Dr. Janov has crafted a compelling and prophetic opus that could rightly dictate
PhD thesis topics for decades to come. Devoid of any "New Age" pseudoscience,
this work never strays from scientific orthodoxy and yet is perfectly accessible and
downright fascinating to any lay person interested in the mysteries of the human psyche."
Dr. Bernard Park, MD, MPH

His new book “Life Before Birth: The Hidden Script that Rules Our Lives” shows that primal therapy, the lower-brain therapeutic method popularized in the 1970’s international bestseller “Primal Scream” and his early work with John Lennon, may help alleviate depression and anxiety disorders, normalize blood pressure and serotonin levels, and improve the functioning of the immune system.
One of the book’s most intriguing theories is that fetal imprinting, an evolutionary strategy to prepare children to cope with life, establishes a permanent set-point in a child's physiology. Baby's born to mothers highly anxious during pregnancy, whether from war, natural disasters, failed marriages, or other stressful life conditions, may thus be prone to mental illness and brain dysfunction later in life. Early traumatic events such as low oxygen at birth, painkillers and antidepressants administered to the mother during pregnancy, poor maternal nutrition, and a lack of parental affection in the first years of life may compound the effect.

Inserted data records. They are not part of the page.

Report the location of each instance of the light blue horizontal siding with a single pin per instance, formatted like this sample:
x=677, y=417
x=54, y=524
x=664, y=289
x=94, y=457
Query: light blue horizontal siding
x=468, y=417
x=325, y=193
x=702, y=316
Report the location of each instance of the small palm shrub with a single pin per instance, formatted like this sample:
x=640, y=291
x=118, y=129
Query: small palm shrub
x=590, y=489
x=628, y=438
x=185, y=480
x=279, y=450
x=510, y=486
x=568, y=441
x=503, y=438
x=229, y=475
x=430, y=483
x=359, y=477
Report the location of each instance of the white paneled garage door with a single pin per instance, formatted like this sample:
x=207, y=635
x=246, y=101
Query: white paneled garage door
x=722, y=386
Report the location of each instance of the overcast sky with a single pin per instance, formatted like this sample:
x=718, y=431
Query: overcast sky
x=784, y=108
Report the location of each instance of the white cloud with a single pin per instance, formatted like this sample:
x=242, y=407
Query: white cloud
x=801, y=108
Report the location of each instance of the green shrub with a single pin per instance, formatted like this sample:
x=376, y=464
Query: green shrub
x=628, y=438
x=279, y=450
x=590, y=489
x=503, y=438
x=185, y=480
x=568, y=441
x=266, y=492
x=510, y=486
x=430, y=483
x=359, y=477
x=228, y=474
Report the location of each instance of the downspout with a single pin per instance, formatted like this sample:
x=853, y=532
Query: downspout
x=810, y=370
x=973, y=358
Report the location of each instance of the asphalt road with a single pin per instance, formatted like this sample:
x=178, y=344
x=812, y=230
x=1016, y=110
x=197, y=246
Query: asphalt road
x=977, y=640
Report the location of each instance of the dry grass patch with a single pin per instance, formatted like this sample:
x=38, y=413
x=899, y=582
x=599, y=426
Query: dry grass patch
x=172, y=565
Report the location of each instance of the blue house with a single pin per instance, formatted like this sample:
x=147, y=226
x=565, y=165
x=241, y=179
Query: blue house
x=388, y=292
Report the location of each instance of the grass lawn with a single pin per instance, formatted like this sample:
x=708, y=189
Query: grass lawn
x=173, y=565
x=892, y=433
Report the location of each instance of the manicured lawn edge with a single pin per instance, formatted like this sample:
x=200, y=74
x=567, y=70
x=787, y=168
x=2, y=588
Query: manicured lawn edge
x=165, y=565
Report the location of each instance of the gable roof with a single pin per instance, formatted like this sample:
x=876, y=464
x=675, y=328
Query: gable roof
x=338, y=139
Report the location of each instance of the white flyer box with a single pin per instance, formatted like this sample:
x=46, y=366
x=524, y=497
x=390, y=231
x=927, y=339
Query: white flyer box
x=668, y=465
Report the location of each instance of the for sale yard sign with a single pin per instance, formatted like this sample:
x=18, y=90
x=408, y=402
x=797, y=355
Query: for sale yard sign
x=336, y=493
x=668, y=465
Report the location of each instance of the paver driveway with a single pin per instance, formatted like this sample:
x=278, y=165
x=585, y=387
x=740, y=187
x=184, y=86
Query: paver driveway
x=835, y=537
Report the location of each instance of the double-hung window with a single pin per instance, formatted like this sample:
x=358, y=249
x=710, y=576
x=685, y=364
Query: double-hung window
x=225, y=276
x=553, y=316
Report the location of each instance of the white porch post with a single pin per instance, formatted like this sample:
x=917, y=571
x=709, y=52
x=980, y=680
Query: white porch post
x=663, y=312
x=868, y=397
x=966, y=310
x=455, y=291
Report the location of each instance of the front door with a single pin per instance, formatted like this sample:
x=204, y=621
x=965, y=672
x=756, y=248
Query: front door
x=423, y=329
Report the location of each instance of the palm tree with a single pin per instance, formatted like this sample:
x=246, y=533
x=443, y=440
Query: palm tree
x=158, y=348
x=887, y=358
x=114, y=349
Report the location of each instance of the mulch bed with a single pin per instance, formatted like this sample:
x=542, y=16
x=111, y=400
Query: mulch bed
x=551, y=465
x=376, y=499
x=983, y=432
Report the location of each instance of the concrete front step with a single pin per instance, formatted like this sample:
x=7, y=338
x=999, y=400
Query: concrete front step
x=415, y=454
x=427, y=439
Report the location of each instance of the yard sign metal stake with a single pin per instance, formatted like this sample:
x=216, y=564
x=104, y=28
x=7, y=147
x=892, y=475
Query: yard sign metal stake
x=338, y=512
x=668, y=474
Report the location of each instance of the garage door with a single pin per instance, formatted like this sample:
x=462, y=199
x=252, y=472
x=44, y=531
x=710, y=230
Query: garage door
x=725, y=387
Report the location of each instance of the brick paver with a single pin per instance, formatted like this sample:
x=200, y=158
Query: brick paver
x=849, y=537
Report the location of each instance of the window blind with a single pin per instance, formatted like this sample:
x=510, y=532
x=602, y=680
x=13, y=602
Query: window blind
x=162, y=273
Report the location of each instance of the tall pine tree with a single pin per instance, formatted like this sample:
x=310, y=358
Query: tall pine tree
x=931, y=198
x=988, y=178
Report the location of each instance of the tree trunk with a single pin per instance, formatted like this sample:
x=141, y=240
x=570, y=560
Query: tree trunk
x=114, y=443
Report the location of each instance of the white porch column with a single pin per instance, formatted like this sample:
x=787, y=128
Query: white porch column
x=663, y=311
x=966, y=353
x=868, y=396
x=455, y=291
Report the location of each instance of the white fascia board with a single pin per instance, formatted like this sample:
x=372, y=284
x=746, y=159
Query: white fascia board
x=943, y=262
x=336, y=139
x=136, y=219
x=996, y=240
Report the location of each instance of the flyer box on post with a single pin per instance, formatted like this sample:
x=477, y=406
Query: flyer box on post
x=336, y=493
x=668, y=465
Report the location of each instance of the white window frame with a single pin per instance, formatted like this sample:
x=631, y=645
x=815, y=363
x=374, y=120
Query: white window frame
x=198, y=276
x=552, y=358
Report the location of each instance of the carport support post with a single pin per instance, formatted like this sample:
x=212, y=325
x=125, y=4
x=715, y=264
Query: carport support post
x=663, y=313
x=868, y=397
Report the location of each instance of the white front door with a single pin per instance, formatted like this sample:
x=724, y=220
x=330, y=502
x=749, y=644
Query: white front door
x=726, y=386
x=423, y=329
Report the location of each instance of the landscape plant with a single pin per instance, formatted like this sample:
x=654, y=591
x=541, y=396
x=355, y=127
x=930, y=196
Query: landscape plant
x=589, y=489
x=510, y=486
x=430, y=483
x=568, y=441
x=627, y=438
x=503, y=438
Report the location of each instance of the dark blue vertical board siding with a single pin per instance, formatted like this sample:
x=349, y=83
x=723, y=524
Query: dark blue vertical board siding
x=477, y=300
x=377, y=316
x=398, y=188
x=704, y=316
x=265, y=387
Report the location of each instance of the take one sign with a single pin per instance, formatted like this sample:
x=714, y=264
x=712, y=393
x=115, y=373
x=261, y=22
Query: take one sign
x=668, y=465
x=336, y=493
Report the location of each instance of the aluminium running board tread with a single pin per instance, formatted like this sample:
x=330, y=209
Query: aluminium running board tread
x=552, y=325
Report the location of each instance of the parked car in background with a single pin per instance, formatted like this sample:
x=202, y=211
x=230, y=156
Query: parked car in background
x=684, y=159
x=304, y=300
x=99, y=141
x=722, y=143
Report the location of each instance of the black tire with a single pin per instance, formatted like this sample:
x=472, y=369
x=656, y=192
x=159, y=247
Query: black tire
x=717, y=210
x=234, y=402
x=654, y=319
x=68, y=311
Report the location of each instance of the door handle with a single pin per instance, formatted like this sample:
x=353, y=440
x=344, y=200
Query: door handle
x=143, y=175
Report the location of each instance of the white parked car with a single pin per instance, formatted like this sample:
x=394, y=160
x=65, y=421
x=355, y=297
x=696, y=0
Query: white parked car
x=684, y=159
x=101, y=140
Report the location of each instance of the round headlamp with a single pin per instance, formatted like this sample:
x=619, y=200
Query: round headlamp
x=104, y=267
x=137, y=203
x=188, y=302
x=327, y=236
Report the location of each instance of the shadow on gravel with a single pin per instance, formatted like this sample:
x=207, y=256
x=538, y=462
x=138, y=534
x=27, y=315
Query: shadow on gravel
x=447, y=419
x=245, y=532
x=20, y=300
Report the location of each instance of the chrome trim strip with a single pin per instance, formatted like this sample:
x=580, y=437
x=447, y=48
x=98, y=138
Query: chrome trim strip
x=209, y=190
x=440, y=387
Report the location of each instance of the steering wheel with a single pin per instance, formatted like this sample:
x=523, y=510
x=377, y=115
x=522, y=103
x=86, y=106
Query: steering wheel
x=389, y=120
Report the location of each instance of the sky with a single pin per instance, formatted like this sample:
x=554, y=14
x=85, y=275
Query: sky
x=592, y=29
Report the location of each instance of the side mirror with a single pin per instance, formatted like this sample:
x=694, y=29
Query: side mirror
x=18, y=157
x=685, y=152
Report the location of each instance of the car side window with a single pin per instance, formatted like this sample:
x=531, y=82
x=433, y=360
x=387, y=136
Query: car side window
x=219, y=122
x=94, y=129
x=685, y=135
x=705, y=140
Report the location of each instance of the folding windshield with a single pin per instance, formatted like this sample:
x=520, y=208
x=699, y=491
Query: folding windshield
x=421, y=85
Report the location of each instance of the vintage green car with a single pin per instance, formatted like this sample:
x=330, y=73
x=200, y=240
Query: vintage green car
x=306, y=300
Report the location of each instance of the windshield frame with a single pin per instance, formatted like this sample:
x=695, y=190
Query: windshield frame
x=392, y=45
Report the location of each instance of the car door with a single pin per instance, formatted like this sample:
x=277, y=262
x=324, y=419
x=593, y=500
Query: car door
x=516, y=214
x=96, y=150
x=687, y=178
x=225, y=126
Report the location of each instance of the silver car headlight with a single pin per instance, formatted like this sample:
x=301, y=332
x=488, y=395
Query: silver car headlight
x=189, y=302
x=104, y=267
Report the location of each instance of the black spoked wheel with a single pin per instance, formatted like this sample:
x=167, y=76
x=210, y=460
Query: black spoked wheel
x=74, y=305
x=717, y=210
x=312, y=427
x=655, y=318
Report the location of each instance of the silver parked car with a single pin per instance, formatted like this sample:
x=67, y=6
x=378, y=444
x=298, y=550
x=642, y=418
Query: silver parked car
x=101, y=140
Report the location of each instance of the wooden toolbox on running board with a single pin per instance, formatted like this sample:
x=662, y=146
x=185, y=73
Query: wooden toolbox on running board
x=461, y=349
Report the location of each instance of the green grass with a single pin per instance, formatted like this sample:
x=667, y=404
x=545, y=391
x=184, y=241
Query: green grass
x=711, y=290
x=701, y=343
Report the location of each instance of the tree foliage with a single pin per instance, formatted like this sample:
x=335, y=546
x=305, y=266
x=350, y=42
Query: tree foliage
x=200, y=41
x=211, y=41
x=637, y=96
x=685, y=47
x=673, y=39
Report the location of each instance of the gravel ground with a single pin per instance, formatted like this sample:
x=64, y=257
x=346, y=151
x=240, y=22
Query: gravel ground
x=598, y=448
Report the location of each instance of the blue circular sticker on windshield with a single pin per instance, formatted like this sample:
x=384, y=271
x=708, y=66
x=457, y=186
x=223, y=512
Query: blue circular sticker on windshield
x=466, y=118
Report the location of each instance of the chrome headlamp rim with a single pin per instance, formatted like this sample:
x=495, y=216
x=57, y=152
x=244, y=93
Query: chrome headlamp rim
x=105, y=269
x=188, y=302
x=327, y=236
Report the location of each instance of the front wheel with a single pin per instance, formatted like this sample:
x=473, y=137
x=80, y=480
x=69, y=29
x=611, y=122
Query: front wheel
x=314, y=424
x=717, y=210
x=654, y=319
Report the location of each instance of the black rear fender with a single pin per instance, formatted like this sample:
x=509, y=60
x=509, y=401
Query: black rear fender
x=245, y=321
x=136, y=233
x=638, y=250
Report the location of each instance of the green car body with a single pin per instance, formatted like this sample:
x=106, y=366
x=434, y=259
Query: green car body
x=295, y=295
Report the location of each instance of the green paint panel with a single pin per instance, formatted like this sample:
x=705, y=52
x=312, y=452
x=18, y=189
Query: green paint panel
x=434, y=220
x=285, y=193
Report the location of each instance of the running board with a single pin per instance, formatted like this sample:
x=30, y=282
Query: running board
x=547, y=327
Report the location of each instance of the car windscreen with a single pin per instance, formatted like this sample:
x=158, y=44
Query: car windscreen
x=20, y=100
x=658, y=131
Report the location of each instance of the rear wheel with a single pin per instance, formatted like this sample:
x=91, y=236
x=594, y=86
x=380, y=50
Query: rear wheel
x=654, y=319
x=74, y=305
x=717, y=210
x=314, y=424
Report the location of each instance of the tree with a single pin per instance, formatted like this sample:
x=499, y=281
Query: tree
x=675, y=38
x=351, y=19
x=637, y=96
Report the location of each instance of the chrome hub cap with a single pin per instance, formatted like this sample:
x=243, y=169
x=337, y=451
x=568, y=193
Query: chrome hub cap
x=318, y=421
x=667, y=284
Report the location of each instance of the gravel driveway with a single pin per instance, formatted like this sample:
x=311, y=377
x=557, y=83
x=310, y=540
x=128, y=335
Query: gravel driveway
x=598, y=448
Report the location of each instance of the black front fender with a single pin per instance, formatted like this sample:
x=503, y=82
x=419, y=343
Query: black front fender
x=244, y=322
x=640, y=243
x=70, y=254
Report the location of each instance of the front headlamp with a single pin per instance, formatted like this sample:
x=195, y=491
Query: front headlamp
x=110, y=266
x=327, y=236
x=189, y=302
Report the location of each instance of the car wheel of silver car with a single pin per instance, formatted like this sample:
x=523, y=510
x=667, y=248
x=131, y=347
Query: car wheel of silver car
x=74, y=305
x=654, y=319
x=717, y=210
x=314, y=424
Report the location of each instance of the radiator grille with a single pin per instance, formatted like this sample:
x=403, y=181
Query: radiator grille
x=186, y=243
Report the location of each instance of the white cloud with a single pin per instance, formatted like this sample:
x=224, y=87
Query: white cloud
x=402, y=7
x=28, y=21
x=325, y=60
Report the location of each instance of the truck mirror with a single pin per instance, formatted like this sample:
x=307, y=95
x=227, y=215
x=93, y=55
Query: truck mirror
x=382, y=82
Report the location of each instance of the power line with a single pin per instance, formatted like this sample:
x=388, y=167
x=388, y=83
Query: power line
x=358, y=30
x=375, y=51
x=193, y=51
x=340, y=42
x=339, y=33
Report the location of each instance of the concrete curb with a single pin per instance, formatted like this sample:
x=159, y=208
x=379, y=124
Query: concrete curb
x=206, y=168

In making the case for a brand-new, unified field theory of psychotherapy, Dr. Janov weaves together the evolutionary theories of Jean Baptiste Larmarck, the fetal development studies of Vivette Glover and K.J.S. Anand, and fascinating new research by the psychiatrist Elissa Epel suggesting that telomeres—a region of repetitive DNA critical in predicting life expectancy—may be significantly altered during pregnancy.
After explaining how hormonal and neurologic processes in the womb provide a blueprint for later mental illness and disease, Dr. Janov charts a revolutionary new course for psychotherapy. He provides a sharp critique of cognitive behavioral therapy, psychoanalysis, and other popular “talk therapy” models for treating addiction and mental illness, which he argues do not reach the limbic system and brainstem, where the effects of early trauma are registered in the nervous system.
“Life Before Birth: The Hidden Script that Rules Our Lives” is scheduled to be published by NTI Upstream in October 2011, and has tremendous implications for the future of modern psychology, pediatrics, pregnancy, and women’s health.